The gloomy outlook for the current quarter earnings pales in comparison to Q2 2024, which saw earnings per share growth reaching 11.7%, the highest in over two years, with about 81.2% of S&P 500 companies beating EPS estimates.
But while the Q2 earnings mostly beat expectations, the surprise factor, or the margin of the beat was “modest,” the analysts note, knocking the aggregate surprise 4.1% below the long-term average.
The small surprise factor during this season was set before the earnings season officially got underway as a number of companies reported negative revisions leading up to the earnings reports.
Financials were the biggest winner, with “the highest EPS surprise in 3 years, 83% of the sector beating consensus and forward estimates moving higher,” Barclays said.
Big tech also left its mark on the earnings season — and not in a good way. Big Tech EPS growth, which led earnings growth over the past two years, suffered a second-straight quarter of decelerating earnings growth and is “also expected to continue decelerating next quarter,” the analysts said.

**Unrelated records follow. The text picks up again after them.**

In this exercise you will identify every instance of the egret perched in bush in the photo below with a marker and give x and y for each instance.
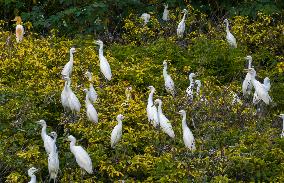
(90, 110)
(266, 85)
(31, 172)
(259, 88)
(282, 133)
(19, 29)
(181, 25)
(247, 85)
(169, 83)
(82, 157)
(104, 65)
(117, 131)
(67, 70)
(92, 92)
(145, 17)
(166, 13)
(152, 112)
(188, 137)
(163, 120)
(47, 140)
(68, 98)
(189, 90)
(230, 38)
(53, 161)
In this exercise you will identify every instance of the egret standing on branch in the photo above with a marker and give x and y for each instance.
(67, 70)
(188, 137)
(47, 140)
(230, 38)
(116, 133)
(181, 25)
(152, 112)
(19, 29)
(163, 120)
(31, 172)
(169, 83)
(247, 85)
(82, 157)
(104, 65)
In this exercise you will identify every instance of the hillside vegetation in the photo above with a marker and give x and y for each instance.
(234, 142)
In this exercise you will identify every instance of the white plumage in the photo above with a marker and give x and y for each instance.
(31, 172)
(188, 137)
(90, 109)
(163, 121)
(93, 96)
(82, 157)
(169, 83)
(181, 25)
(67, 70)
(189, 90)
(259, 88)
(247, 85)
(145, 17)
(53, 161)
(116, 133)
(166, 13)
(230, 38)
(152, 111)
(104, 65)
(47, 140)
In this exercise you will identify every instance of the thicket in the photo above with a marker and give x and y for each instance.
(235, 143)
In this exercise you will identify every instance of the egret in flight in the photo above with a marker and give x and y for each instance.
(188, 137)
(90, 110)
(181, 25)
(247, 85)
(19, 29)
(152, 111)
(104, 65)
(116, 133)
(47, 140)
(169, 83)
(31, 172)
(67, 70)
(163, 120)
(82, 157)
(230, 38)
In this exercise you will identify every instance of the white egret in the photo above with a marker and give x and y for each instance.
(82, 157)
(169, 83)
(189, 90)
(259, 88)
(230, 38)
(282, 133)
(90, 109)
(31, 172)
(145, 17)
(181, 25)
(53, 161)
(166, 13)
(152, 111)
(73, 102)
(92, 92)
(19, 29)
(266, 85)
(67, 70)
(47, 140)
(163, 120)
(188, 137)
(116, 133)
(104, 65)
(247, 85)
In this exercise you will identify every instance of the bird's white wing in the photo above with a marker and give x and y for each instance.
(82, 158)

NVIDIA Corporation (NASDAQ:NVDA), the touchpaper for the AI trade, was particularly noteworthy after posting its weakest EPS surprise of 5.4% in the last seven quarters, along with “modest” sales guidance, they added.
Earnings growth isn’t expected to get any help on the macroeconomic front, the analysts believe, as uncertainty about whether the whether a soft landing or recession beckons continues to weigh.
“Further-out estimates [beyond 3Q24] are largely untouched; we think this is reflective of growing macro uncertainty,” they added.